The dilution formula, \(M_1V_1 = M_2V_2\), is a handy tool when you need to adjust the concentration of a solution. It's used to determine how much water or another solvent must be added to achieve a desired lower concentration.

This formula requires four variables: the initial molarity \(M_1\), the initial volume \(V_1\), the final molarity \(M_2\), and the final volume \(V_2\). Using these values, you can rearrange the formula to solve for unknowns. For example, knowing the initial concentration and amount, along with the desired concentration, allows for calculating the new total volume needed.

• Rearrange the formula to solve for the unknown.
• Use consistent units, typically moles for concentration and liters for volume.
• Understand that diluting a solution reduces its concentration but keeps the total amount of solute constant.

Mastering the dilution formula is crucial for preparing solutions in laboratory settings and ensures accurate chemical reactions.

Sulfuric acid

Sulfuric acid (\(\mathrm{H}_2\mathrm{SO}_4\)) is a strong mineral acid renowned for its industrial importance and key role in various chemical reactions.

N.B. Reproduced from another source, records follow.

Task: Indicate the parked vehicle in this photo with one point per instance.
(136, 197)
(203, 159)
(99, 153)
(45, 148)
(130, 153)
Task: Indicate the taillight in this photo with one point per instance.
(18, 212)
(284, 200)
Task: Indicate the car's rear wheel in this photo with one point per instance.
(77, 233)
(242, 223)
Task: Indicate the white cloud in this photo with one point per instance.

Its importance lies in the fact that it is widely used in the production of fertilizers, in petroleum refining, and in the processing of metals.

It has a high affinity for water and demonstrates exothermic interactions with water, indicating that mixing concentrated sulfuric acid with water releases a significant amount of heat. Therefore, it's important to carefully dilute sulfuric acid by adding acid to water, not the other way around, to safely control the heat release.

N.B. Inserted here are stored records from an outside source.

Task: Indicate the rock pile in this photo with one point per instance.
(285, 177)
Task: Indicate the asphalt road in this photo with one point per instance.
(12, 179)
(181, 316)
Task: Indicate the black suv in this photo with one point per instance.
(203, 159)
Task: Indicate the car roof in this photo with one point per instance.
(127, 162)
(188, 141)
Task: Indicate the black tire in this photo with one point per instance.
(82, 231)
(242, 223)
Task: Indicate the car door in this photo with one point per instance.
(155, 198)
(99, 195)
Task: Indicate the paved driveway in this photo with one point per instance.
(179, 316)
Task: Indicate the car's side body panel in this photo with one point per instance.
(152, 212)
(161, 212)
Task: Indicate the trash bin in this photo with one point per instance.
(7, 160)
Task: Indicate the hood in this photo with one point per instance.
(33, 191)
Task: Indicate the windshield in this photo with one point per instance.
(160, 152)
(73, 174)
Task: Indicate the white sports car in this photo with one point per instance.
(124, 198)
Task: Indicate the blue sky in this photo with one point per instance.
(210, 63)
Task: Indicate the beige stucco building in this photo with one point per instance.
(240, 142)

• Handle with care due to its corrosive nature.
• Used in batteries, such as car batteries, due to its acidic and conductive properties.
• Often involved in synthesis reactions as both a reagent and a catalyst.

Understanding the properties and uses of sulfuric acid is essential for anyone working with it in any chemical context.